奥田 雄太(Yuta Okuda)
日本とイギリスでファッションデザインを学び、ファッションブランドでデザイナーとして活動したのち、2016年よりアーティストとしての道を歩み始めました。以降、個展やグループ展を通じて、自身の表現を追求し続けています。
初期の作品では、計算された線のみで構成された細密なドローイングを中心に制作していました。そこには秩序や構築性への関心が強く表れていましたが、ここ数年は「偶然性」に着目し、流れるような色彩と繊細な線描を組み合わせた“花”の作品へと展開しています。
現在の作品制作の中心にあるテーマは「循環」です。コロナ禍という社会の大きな変化を経験した中で、私は日々の何気ない瞬間が、実はとても尊く、特別なものであることに改めて気づかされました。家族と過ごす時間、健康に生きていけること、誰かとの小さな会話——そうした「当たり前」がどれほど支えになっていたかを実感し、その気づきが、感謝という感情へと変わっていきました。
当たり前のことが当たり前ではないと気づいたからこそ、今できている「当たり前」に感謝し、その思いを込めて“感謝の花束”を描いています。
こうした思いから、「with gratitude(感謝を込めて)」というテーマで作品を描いています。アクリル絵具が生み出す偶然のにじみや混ざり合いに、極細のペンで丁寧に線を重ねていく。そうして“偶然”の中に“意志”を重ねていくようなプロセスは、私にとって、自分自身の感情を見つめなおす時間でもあります。

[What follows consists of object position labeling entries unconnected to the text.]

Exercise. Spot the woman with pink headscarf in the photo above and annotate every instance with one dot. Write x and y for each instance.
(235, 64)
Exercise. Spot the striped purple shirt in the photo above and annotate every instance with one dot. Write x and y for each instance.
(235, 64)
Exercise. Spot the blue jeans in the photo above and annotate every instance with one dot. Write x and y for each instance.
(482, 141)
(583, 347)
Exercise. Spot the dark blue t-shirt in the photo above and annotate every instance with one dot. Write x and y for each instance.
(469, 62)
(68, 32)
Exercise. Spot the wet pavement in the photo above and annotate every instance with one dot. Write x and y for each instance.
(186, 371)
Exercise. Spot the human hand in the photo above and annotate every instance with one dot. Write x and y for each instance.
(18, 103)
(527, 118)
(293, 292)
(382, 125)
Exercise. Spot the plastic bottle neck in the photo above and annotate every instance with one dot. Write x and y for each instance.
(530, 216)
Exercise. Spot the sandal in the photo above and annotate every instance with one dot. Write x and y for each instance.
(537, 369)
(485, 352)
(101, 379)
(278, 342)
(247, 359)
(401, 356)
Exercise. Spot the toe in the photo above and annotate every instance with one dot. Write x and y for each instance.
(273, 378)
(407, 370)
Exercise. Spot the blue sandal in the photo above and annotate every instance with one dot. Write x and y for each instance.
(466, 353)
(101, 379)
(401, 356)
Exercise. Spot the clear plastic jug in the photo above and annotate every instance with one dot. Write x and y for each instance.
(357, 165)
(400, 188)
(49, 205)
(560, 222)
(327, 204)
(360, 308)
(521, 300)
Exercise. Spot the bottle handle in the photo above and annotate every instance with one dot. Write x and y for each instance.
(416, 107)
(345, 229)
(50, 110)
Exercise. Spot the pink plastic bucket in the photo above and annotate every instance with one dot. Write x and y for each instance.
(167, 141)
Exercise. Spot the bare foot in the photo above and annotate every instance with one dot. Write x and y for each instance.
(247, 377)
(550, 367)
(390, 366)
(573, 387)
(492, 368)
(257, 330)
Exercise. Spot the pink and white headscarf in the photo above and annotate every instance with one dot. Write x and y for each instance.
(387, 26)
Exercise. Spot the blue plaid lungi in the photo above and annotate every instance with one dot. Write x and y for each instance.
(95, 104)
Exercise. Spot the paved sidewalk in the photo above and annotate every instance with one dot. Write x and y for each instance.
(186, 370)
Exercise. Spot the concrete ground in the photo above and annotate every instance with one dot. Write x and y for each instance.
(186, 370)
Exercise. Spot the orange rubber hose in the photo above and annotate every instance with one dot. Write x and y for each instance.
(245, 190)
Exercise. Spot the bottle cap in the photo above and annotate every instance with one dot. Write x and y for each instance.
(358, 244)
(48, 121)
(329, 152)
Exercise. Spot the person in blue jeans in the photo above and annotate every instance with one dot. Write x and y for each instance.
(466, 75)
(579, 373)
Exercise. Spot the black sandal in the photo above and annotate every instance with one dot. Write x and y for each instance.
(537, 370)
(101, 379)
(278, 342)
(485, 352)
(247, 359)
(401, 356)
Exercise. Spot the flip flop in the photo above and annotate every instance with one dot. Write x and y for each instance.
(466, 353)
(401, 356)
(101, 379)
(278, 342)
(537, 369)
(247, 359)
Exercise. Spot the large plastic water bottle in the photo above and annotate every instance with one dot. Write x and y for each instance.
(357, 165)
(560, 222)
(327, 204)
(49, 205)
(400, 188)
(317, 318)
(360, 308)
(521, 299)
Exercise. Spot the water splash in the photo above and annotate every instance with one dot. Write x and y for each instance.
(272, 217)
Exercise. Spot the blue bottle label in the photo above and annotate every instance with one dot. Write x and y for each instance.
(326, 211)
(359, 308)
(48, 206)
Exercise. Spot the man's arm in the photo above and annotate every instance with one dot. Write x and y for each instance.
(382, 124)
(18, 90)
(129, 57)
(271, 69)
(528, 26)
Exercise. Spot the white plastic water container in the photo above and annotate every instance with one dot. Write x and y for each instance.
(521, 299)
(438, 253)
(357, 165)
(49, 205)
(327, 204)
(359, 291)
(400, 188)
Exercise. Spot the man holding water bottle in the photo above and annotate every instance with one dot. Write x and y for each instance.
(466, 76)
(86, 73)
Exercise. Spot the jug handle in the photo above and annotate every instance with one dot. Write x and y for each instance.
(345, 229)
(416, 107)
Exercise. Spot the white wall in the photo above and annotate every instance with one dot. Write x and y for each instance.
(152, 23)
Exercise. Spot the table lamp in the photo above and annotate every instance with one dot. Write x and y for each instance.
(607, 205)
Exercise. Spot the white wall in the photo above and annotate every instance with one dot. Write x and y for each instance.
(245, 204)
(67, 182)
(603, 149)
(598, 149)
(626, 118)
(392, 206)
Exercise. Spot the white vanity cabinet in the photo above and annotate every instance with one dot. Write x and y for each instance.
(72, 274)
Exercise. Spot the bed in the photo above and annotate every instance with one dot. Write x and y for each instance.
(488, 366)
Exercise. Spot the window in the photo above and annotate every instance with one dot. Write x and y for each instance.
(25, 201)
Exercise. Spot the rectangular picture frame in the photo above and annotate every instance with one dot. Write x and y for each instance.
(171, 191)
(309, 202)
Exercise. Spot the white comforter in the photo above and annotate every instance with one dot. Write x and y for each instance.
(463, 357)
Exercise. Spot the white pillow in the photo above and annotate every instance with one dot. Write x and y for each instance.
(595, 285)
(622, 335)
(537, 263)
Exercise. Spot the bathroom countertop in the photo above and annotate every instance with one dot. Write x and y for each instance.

今回の展覧会タイトル「Blooming with Gratitude(感謝の花が咲く)」には、そんな想いが込められています。
感謝の形は人それぞれ違います。私が描く365輪の花は、365日のさまざまな感謝のかたちを表現しています。たとえ一日ひとつでも、何かに感謝することで、日々の景色は少しずつ鮮やかに変わっていく。
この作品を通じて、その彩りを少しでも感じていただけたらと願っています。
この花々が、鑑賞される方の心をそっと明るく照らし、日常の中で前を向く力になれば、それ以上の喜びはありません。